Originally Posted by
PhiAlpha
They purchased those buildings and renovated them to become part of their "campus" in 2010 or 2011 but retreated back to the main building after last years' layoff. I believe they started marketing them as early as last March (layoffs were in February). Given that it was only 11,134 square feet, I'm not sure they sold both of them. The cooler of the two was the former Joe Kelly's Restaurant and has a pretty cool deck behind it overlooking the pond. The other had a very nice, newly renovated training room in it and I want to say either the former owner or the owner of the restaurant back in the 80s lived in the upstairs portion of it. It has a fireplace, a big bathroom with a shower and what looks like was a kitchen at one time. It's too bad that the expansion plan fell apart because they had a pretty cool little campus going with some ambitious additions planned for it. The construction quality of their main building and the renovations on the other two were top notch.
Having said that, they've been marketing those properties since immediately after the layoff, so I don't think the sale is indicative of a further decline in the company's condition.

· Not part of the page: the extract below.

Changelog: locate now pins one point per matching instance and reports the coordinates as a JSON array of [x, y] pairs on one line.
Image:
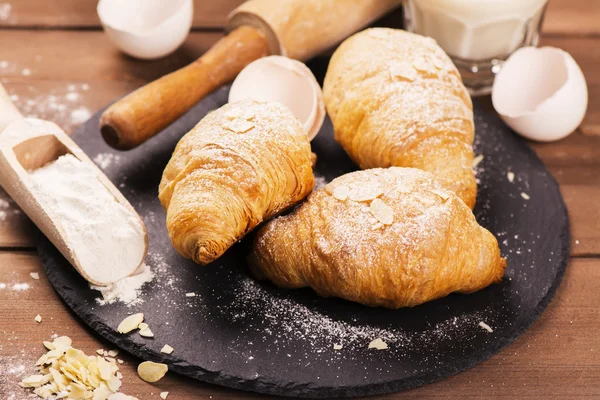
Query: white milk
[[477, 29]]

Due to all of their Enhanced Oil Recovery (EOR) operations, they are uniquely positioned to ride out the downturn as well as any company (or any of the struggling companies) in town assuming some of the dumb decisions made over the last few years aren't too big to overcome.

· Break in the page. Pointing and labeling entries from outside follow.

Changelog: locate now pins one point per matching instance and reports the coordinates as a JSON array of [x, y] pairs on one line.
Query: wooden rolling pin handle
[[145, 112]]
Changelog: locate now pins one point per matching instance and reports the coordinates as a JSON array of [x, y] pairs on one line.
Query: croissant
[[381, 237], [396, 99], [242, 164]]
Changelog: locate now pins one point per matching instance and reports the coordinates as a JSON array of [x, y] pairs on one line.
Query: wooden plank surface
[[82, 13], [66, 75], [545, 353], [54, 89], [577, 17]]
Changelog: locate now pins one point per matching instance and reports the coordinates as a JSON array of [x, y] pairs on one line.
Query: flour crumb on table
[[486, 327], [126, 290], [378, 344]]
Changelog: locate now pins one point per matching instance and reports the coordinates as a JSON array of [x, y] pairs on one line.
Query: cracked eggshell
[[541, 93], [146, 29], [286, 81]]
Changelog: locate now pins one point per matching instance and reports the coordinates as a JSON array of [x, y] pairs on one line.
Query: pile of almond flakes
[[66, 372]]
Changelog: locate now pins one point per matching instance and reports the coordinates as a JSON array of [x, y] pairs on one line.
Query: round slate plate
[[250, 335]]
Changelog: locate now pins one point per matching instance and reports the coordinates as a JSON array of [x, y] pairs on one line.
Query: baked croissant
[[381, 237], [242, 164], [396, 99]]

EOR (tertiary recovery) involves using CO2 to re-pressurize formations depleted during primary recovery and waterflooding (secondary recovery) operations. Assuming continuation of current activity levels, production from all their EOR fields is set to increase for the next 10-20 years before they start a long, slow decline. Most of the investment is made upfront in building infrastructure so at this point they can either continue to drill cheap vertical wells to increase production or slow down and let the price come back before spending more money to increase production that they would get less money for. Because the EOR production decline is so much flatter than that of shales and tight oil formations, they don't have to keep drilling rampantly to replace production. Since production from wells under the each of the EOR units is unitized they can probably even shut in wells and lower production to whatever level is needed to cover the bills without producing oil that could be sold for more later this year or next.